CCP: What can students expect from coursework in the physical sciences?
IB: Coursework in physical sciences is intensive and broad. Typically, a significant amount of math courses is required. Even courses that aren’t based in a mathematics department will be mostly math based. Many higher-level classes require regular use of calculus, trig, and algebra. However, you don’t need to be a math genius to do well. Generally speaking, once you learn the necessary tools the harder part becomes the science behind the math. Math is more of a tool that helps you arrive at a certain answer, and typically the math used is pretty well defined. However, if you progress to a higher level there are many chances to integrate a love of math or computer science with physical science. Another side of learning in the physical sciences is a lot of lab courses. This is great for hands-on learners. These classes add a significant amount of hours to your class schedule but are typically where concepts are cemented.
CCP: What advice do you have for women interested in pursuing a degree and career in the physical sciences?
IB: It is extremely important that women pursue STEM degrees. The field is rapidly changing to become more inclusive but there is still a long way to go. We need more diversity in science not only with respect to gender, but race, socio-economic background, age, sexual orientation and more. It can sometimes be hard to be the only woman in on a project or in a class. However, good mentors and friends will help you through anything. There is no one piece of advice that I’d give to women interested in pursuing a degree and career in the physical sciences. It is important that you realize that your journey will be different than anyone else’s. It may be longer, shorter, harder or easier but that’s okay. I think it’s mostly important to remember that as long as you are doing your best that’s all you can control. Additionally, as I said above, find a mentor and things will be easier.

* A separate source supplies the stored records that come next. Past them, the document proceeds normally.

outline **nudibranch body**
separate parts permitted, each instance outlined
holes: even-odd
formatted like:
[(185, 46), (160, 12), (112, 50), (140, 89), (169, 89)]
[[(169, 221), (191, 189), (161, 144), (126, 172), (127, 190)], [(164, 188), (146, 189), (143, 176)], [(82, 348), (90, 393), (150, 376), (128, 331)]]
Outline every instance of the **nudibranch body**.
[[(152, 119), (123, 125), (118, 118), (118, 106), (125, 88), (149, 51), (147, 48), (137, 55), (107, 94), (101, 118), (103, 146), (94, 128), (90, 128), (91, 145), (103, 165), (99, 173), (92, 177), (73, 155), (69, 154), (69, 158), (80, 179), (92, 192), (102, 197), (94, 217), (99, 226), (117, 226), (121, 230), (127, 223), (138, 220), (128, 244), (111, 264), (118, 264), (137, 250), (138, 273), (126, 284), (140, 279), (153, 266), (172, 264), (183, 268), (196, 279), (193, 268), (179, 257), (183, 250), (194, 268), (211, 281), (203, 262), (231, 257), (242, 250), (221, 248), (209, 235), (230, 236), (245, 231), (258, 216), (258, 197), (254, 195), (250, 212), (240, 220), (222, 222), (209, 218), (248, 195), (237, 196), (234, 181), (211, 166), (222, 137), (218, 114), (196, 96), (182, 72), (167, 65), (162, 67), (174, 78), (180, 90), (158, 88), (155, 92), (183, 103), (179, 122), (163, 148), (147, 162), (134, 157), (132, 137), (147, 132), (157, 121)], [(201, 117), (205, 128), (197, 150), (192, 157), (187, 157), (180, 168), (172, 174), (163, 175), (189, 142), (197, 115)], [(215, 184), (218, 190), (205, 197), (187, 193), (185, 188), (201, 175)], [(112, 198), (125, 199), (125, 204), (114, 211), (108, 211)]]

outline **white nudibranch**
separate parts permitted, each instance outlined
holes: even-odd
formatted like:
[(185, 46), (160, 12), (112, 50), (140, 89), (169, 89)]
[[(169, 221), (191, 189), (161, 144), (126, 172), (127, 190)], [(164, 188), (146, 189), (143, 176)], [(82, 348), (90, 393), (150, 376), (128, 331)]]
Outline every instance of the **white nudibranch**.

CCP: How important is research to an undergraduate student’s college experience?
IB: Research during undergraduate is the single most important part of your college experience. You can be an absolute perfect student with perfect grades and still be denied from graduate/professional programs for not having research experience. Of particular importance are summer research opportunities, most of which are fully funded and offer room and board. Even if you don’t have plans to get an advanced degree, undergraduate research is beneficial in many other ways. Research is a way to apply what you learn, develop problem solving skills, and learn how to ask important scientific questions. Research is how you take science out of the classroom and into the real world.
CCP: What skills, outside of academics (e.g. math and science) do students learn as a physical science major?
IB: Physical science degrees give you so much more than mastery of applied calculus or the periodic table. I think the most relevant is problem-solving skills. People often go on from degrees in STEM to fields like business, law, and consulting. This degree will teach you how to look at a variety of clues and draw conclusions. This may sound simple in theory but in practice it is often very, very hard. Other skills you’ll learn are time management, sorting through large amounts of info to find the important things, and critical thinking.
CCP: What advice do you have for high school students beginning the college search process?
IB: The most important suggestions I have for students looking at colleges is to follow your gut, look for scholarships, and find places where you get outside of the classroom opportunities. Classes are great and you’ll learn a lot, but finding a school where you’ll have the opportunity to work directly with experts in your field, and learn in a collaborative environment is the key to becoming the best scientist you can be.